This repetition in frequency indicated that the sound coming out of the speakers had a bandwidth of only 690 Hz, instead of the requested 22050 Hz. Furthermore, playing the sound back at different sampling rates changed the bandwidth of the signal coming out of the speakers. The ratio of requested bandwidth to actual bandwidth turned out to be almost exactly 32:1. This sort of replication happens when upsampling a signal (pictures from the time and frequency domains), and seems to indicate that 31 of every 32 samples were being set to 0, with the horrible distortion coming from the resulting aliasing.

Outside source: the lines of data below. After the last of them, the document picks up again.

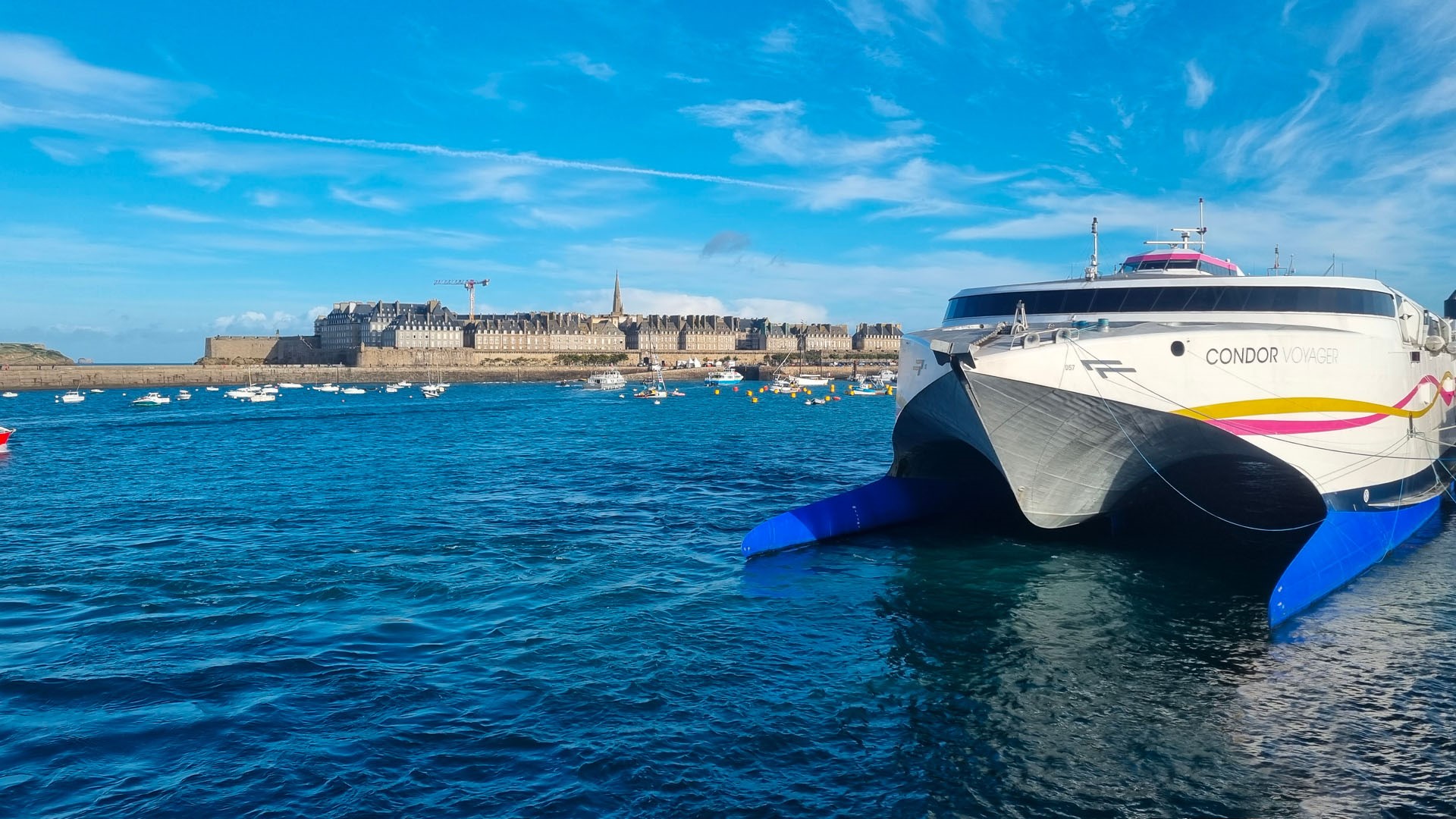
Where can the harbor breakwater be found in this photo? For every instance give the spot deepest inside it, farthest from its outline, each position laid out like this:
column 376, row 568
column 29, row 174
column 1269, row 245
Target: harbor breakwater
column 98, row 376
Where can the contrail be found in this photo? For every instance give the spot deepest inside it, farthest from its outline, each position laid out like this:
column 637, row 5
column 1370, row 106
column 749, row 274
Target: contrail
column 402, row 148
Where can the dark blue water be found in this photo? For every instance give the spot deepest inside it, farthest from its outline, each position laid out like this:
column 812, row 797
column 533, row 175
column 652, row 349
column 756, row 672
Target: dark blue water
column 528, row 601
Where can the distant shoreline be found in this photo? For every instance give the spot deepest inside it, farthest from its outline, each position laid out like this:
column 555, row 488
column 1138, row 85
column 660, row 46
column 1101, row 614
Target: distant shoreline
column 126, row 376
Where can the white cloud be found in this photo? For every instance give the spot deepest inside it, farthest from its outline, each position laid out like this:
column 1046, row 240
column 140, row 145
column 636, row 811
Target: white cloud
column 573, row 218
column 887, row 108
column 772, row 131
column 781, row 311
column 1200, row 86
column 585, row 66
column 256, row 321
column 174, row 213
column 867, row 15
column 39, row 72
column 778, row 41
column 376, row 202
column 501, row 183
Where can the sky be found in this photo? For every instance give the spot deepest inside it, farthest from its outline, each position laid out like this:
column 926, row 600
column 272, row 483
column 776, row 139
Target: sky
column 172, row 171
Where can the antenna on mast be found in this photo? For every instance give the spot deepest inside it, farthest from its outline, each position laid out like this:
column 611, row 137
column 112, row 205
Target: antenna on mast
column 1091, row 271
column 1276, row 268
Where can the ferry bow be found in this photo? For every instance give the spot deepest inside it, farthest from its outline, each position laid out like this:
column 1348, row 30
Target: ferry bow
column 1323, row 407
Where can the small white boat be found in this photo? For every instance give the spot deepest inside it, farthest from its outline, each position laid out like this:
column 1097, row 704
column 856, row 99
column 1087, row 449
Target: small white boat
column 606, row 379
column 724, row 378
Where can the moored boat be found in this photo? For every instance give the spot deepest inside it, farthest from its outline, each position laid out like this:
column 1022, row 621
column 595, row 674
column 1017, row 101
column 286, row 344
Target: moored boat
column 723, row 378
column 607, row 379
column 1175, row 395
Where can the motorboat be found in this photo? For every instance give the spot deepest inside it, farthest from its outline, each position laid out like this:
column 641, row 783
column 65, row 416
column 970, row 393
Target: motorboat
column 607, row 379
column 1181, row 398
column 723, row 378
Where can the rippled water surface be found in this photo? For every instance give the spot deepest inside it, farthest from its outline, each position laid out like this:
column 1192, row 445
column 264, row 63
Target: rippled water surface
column 525, row 601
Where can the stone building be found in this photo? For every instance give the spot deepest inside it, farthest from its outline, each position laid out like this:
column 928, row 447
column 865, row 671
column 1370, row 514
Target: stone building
column 354, row 325
column 878, row 337
column 823, row 337
column 769, row 337
column 545, row 333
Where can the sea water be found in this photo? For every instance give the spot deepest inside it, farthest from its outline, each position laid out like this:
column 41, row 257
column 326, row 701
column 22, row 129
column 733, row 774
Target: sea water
column 525, row 601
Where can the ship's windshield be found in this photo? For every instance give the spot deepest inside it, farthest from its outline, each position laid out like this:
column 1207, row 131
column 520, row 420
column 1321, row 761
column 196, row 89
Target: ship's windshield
column 1175, row 299
column 1181, row 265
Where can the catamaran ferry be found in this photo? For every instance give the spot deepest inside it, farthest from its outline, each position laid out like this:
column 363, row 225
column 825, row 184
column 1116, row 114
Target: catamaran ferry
column 1305, row 407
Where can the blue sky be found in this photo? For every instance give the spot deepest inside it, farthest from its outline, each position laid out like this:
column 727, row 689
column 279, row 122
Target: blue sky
column 187, row 171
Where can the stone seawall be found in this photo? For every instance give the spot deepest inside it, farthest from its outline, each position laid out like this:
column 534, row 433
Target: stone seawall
column 204, row 375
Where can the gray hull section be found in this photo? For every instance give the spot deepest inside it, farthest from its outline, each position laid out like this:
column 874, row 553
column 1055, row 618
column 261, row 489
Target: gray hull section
column 1065, row 457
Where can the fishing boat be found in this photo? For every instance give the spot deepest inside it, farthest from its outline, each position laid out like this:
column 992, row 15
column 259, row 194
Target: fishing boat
column 724, row 378
column 607, row 379
column 1305, row 414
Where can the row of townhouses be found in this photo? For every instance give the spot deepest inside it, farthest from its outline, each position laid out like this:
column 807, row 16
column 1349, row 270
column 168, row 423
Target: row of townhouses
column 356, row 325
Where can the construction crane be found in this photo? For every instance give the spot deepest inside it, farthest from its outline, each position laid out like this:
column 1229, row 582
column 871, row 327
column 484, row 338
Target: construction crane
column 469, row 286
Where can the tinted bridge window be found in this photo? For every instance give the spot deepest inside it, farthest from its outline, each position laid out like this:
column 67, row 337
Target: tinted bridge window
column 1175, row 299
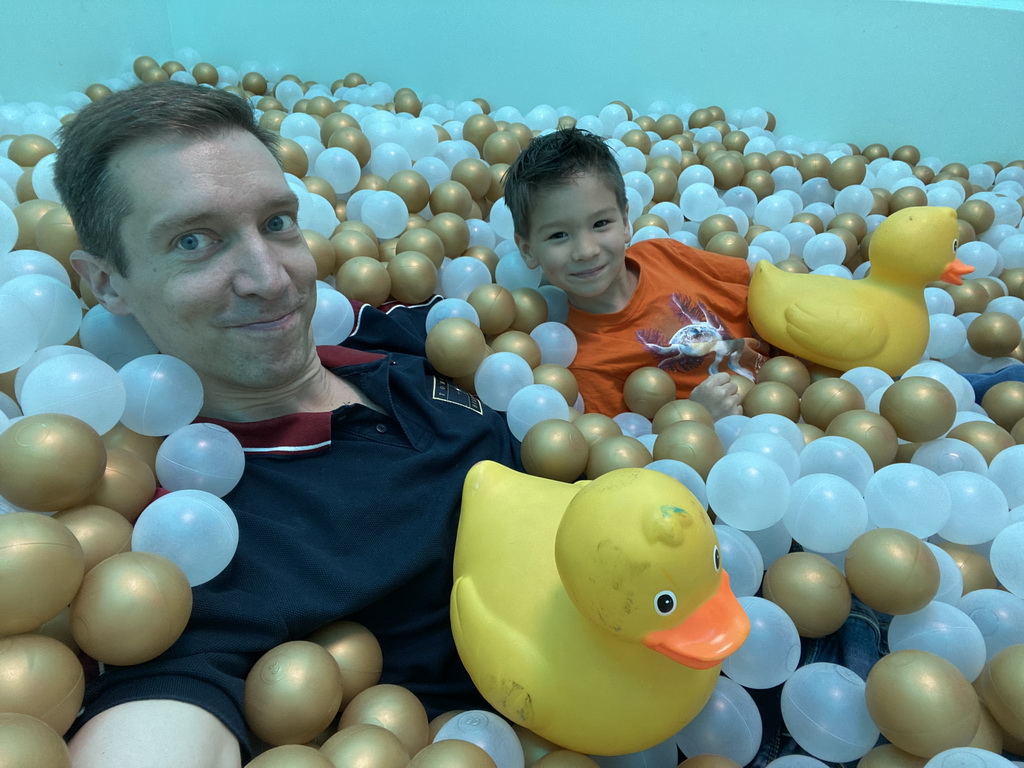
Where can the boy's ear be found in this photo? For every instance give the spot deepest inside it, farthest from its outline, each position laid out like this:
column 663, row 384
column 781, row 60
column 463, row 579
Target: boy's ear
column 523, row 245
column 98, row 274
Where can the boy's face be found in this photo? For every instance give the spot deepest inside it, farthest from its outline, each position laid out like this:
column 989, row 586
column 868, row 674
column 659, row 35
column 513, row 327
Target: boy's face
column 578, row 235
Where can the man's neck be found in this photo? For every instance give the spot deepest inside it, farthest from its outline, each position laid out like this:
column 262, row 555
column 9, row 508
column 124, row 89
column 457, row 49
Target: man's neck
column 317, row 391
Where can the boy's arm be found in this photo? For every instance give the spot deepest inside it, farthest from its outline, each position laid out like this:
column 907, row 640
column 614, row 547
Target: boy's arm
column 156, row 733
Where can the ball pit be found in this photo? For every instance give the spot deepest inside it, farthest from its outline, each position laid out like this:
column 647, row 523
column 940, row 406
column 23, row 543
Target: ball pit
column 428, row 166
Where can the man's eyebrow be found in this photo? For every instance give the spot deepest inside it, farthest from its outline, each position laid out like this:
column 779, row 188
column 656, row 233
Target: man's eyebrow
column 187, row 218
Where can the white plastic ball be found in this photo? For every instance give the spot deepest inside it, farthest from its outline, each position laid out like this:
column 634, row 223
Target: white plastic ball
column 729, row 725
column 978, row 508
column 163, row 393
column 78, row 385
column 825, row 513
column 57, row 310
column 748, row 491
column 771, row 652
column 333, row 317
column 201, row 457
column 825, row 711
column 534, row 403
column 499, row 377
column 195, row 529
column 488, row 731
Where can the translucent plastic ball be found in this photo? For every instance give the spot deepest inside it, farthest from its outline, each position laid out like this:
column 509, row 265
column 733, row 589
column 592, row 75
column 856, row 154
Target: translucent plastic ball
column 339, row 168
column 488, row 731
column 201, row 457
column 698, row 201
column 115, row 339
column 773, row 212
column 970, row 757
column 18, row 333
column 78, row 385
column 907, row 497
column 1006, row 557
column 27, row 261
column 685, row 474
column 499, row 377
column 389, row 158
column 512, row 272
column 775, row 425
column 825, row 513
column 978, row 509
column 57, row 309
column 998, row 614
column 164, row 393
column 838, row 456
column 1007, row 471
column 748, row 491
column 557, row 342
column 854, row 199
column 333, row 317
column 772, row 446
column 729, row 725
column 771, row 652
column 943, row 630
column 195, row 529
column 452, row 308
column 534, row 403
column 824, row 710
column 740, row 559
column 462, row 275
column 946, row 335
column 826, row 248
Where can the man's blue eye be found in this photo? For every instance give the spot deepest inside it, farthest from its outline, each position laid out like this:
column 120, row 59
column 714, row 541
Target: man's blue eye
column 279, row 223
column 189, row 242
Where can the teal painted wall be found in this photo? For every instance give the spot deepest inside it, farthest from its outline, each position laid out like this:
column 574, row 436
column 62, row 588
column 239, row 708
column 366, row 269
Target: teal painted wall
column 944, row 76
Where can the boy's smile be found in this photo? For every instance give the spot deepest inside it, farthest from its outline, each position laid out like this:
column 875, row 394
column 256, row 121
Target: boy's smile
column 578, row 235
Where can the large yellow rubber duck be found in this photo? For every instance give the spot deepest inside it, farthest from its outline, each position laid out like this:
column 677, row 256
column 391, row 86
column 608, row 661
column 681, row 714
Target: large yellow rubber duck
column 596, row 614
column 881, row 321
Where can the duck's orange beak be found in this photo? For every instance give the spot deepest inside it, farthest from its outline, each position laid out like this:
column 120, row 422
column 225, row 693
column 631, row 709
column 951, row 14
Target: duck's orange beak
column 711, row 633
column 954, row 271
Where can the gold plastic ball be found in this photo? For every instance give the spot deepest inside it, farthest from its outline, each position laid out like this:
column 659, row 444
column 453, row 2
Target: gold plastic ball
column 892, row 570
column 812, row 592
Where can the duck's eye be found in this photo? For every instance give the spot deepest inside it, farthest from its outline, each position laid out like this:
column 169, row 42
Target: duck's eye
column 665, row 602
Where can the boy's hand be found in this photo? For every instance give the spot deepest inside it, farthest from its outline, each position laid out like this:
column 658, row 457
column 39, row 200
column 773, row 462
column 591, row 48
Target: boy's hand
column 719, row 394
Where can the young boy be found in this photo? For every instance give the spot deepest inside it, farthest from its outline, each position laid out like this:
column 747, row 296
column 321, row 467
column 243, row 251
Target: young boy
column 655, row 303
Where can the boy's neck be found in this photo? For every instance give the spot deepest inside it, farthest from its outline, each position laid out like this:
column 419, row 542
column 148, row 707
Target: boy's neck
column 616, row 297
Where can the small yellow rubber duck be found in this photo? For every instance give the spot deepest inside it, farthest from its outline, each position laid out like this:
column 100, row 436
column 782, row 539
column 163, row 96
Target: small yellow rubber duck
column 596, row 614
column 881, row 321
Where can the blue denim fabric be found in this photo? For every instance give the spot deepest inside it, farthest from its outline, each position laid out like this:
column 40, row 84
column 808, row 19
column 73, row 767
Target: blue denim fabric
column 858, row 644
column 983, row 382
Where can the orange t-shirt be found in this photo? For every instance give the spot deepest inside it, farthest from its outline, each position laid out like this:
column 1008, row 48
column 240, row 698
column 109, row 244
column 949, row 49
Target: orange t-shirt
column 687, row 316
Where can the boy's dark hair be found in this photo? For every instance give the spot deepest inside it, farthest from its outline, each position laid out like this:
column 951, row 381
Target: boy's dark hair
column 556, row 159
column 94, row 198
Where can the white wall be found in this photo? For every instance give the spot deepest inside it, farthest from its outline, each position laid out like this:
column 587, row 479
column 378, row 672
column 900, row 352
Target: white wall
column 944, row 76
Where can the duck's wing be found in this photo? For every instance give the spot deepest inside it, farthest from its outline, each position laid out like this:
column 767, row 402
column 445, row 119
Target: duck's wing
column 841, row 332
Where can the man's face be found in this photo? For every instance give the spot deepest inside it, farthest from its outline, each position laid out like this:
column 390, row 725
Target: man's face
column 218, row 271
column 578, row 236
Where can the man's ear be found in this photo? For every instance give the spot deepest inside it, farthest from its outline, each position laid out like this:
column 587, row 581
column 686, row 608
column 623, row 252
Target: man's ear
column 523, row 245
column 97, row 273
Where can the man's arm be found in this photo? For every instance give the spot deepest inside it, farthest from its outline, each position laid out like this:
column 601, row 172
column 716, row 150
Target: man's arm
column 157, row 733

Even with a pretty good idea of what was happening, I still couldn’t figure out why it was happening. I tried resetting the various sound drivers, restarting the computer, even booting off a LiveCD, and nothing worked. I purchased a USB sound card (for $7 + $6 shipping), plugged it in, and could hear again. It’s a cute little device, basically just a USB plug on one end and a headphone and mic jack on the other. It was quite a relief to be able to watch my backlog of youtube videos, listen to music, and stream NPR while I was working out. Sound is pretty handy, as it turns out.

The question still remains, whether what happened to my internal sound card was a hardware failure or a just a bad setting. There aren’t that many reports online of the hardware on a sound card failing, it’s not like there are moving parts. If you have any insight, I’m all ears.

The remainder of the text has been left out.